At just 22 years of age, Brayden Conaghan is already making a name for himself in the workshop space.
Based at Penske Australia’s Wacol branch, he joined the company as a diesel mechanic apprentice in 2020 and became fully qualified about six months ago.
Conaghan has earnt himself a reputation as a real team player, who is always willing to step up to any challenge thrown his way.
On November 24, he was named Apprentice of the Year at the 2023 HVIA National Awards Gala Dinner, held in Brisbane.
Humble in his achievement, Conaghan said, “There was a lot of good talent and everyone was super deserving, so I didn’t expect the win.”
And prior to that, at the Brisbane Truck Show in May, he also took part in the 2023 HVIA National Apprentice Challenge, alongside teammate Lachlan Tate from Brown and Hurley. The duo not only walked away with the win – they also became the only team ever to find the mystery fault.
“The National Apprentice Challenge was a great experience and was super rewarding. I had been to TAFE with Lachy so we weren’t complete strangers,” said Conaghan.
“There were a few different faults they get you to find – electrical issues, hydraulic issues, engine faults – so Lachy and I had to work together. We were able to divide the issues and get them all done.”
Asked what attracted him to the industry, Conaghan explained, “I’ve always liked being hands on and fixing things, pulling things apart, seeing how things worked.”
When he first got his car licence, Conaghan had a four-wheel drive with a diesel engine in it, which helped further pique his interest.
Recently, Conaghan moved into Penske Australia’s field service team, working out of a van. From Brisbane, he travels as far south as the Gold Coast, up north into the Sunshine Coast and as far west as Goondiwindi. “There is quite a big range we work out of. I’m out on the road pretty much every day, but sometimes we’ll have vehicles come to us in the workshop,” explained Conaghan.
“Before when I was in the workshop it was mainly anything and everything to do with trucks. Now every day is different – one day I could be working on a truck or a crane, another day it could be a super yacht.
“I really enjoy the variety because the work is always so different so you can never get bored with it.”
Penske Australia & New Zealand currently employs around 1300 people. With so many well known brands under its belt – including the likes of Western Star Trucks, MAN Truck & Bus, Dennis Eagle, Detroit, mtu, Allison Transmission and more – Penske’s apprenticeship program has become highly sought after among budding diesel mechanics.
As the company’s talent acquisition supervisor Corey Masters explained, “Next year we will be putting on about 30 new apprentices. We have three branches in New Zealand and 18 in Australia, with Yatala being the latest one we’ve taken on.
“For those 30 positions, we’ve received about 1000 applications. It can be quite a competitive program to get into, particularly at our busier branches.”
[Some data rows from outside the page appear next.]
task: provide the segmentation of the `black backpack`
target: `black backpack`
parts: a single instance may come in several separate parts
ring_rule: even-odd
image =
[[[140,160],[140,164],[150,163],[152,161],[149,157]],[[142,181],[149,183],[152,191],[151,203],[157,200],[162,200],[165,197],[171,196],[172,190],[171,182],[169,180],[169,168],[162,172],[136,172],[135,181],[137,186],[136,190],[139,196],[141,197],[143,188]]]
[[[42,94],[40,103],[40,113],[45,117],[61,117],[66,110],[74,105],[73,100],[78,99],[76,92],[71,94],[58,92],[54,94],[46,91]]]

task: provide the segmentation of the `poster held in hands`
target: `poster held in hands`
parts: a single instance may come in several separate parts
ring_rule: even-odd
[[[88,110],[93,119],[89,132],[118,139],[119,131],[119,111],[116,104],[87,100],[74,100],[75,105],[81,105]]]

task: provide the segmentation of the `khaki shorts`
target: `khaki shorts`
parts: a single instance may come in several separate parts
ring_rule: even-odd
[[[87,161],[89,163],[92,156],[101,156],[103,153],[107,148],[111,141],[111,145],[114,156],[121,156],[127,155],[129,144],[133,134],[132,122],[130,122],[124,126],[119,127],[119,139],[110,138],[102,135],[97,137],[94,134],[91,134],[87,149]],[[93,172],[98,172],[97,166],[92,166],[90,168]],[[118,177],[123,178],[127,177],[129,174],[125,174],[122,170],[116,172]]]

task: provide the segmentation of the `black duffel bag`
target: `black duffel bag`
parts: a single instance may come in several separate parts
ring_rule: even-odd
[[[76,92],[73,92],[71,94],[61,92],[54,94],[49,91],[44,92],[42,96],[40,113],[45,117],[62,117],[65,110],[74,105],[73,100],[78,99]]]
Masters believes what sets the program apart is Penske’s broad product offering. “We create some excellent technicians because of the wide range of products we have. When they complete their apprenticeship, they finish with a good range of experience, so they could really work in any one of our branches around the country.
“For example, they could go out to Mackay or Perth to work in mining or head to Sydney or Melbourne. We have all capital city locations covered. If you can be one of the lucky few to get an apprenticeship with us, upon completion you get an opportunity to work anywhere you want in Australia.”
Due to the high level of interest, apprenticeship applications are being taken earlier and earlier each year. In 2023, they opened in July, with the next cohort beginning their trade in January 2024.
“We look for people with a genuine interest in the field. There’s testing that we put applicants through too as the role of the technician is becoming a lot more complex, particularly with the trucks that we now work on,” Masters added.
Conaghan added that Penske’s apprenticeship program has been the right move for him. As he continues to learn and further his experience in the field, he hopes to one day work his way up into a supervisor or management role.
For those considering a role in the industry, his advice his simple. “Just try it or else there’s no way you’ll know if you do or don’t like it. There’s a lot of opportunity for people that are willing to give it a go.”